Peneliti Badan Riset dan Inovasi Nasional (BRIN) Haryono juga pernah mengatakan bahwa penurunan yang terus terjadi pada populasi ikan endemik lokal, bisa terjadi karena hingga saat ini pengawasan terhadap ikan tersebut masih belum seaktif pengawasan ikan yang ada di perairan laut.

Menurut pria yang fokus pada penelitiannya adalah tentang ikan di perairan tawar itu, ikan yang tumbuh di air tawar bisa ditemukan di habitat air yang mengalir (lotik) seperti sungai, dan air yang menggenang (lentik) seperti danau, waduk, dan rawa.

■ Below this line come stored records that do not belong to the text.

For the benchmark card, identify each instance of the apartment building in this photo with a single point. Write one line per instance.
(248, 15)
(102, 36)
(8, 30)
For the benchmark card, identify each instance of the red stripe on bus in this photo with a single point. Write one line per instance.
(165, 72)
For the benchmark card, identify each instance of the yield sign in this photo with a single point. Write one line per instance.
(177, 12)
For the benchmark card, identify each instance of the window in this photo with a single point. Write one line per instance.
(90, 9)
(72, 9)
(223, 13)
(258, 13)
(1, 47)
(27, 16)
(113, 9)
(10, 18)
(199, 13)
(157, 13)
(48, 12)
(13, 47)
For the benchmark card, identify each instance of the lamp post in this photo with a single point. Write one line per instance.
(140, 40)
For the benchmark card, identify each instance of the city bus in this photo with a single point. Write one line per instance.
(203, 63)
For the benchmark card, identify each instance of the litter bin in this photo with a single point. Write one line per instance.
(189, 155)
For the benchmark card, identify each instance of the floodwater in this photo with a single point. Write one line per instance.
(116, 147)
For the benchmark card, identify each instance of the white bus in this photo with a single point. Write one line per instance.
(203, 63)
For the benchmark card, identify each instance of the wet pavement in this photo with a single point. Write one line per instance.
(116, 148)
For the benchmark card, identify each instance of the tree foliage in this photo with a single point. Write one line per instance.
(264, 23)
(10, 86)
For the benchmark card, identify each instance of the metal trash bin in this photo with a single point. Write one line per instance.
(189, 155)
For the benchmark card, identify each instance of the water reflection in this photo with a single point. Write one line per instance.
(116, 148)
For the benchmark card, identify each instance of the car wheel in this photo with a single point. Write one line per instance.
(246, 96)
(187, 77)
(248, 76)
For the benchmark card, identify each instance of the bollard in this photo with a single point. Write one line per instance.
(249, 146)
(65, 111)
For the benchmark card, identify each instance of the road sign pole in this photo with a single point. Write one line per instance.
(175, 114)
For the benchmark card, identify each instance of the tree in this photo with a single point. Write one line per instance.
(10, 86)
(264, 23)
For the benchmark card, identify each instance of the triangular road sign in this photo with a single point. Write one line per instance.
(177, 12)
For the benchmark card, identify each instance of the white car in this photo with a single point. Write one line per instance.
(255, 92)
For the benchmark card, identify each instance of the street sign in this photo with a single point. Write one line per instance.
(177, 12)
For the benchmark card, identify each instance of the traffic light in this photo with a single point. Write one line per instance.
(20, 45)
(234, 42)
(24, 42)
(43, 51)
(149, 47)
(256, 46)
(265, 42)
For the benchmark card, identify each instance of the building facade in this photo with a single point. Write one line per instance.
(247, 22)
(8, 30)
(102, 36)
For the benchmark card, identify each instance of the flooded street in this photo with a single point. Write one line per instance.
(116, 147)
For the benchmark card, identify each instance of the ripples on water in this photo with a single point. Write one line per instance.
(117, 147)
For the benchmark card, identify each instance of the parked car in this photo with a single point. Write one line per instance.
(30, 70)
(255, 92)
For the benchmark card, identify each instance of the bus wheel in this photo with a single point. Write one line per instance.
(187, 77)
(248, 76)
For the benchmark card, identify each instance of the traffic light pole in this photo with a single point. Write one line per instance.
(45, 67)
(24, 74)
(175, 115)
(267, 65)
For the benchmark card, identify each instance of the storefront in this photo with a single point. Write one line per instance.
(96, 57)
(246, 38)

“Perairan umum daratan air tawar ini terutama ada di pulau Kalimantan dan Sumatera,” ucap dia.

Di Indonesia, Haryono menjelaskan, total luas perairan umum daratan mencapai 55 juta hektare. Dengan rincian, luas perairan sungai 11,95 juta ha, perairan danau/waduk 2,1 juta ha, dan perairan rawa 39,4 juta ha.

Saat ini, total ada 4.782 spesies ikan asli Indonesia yang tersebar di berbagai wilayah perairan. Dari jumlah tersebut, ikan air tawar sebanyak 1.248 spesies, ikan laut dengan 3.534 spesies, ikan endemik 130 spesies, introduksi 120 spesies, terancam punah 150 spesies, dan invasif sebanyak 13 spesies.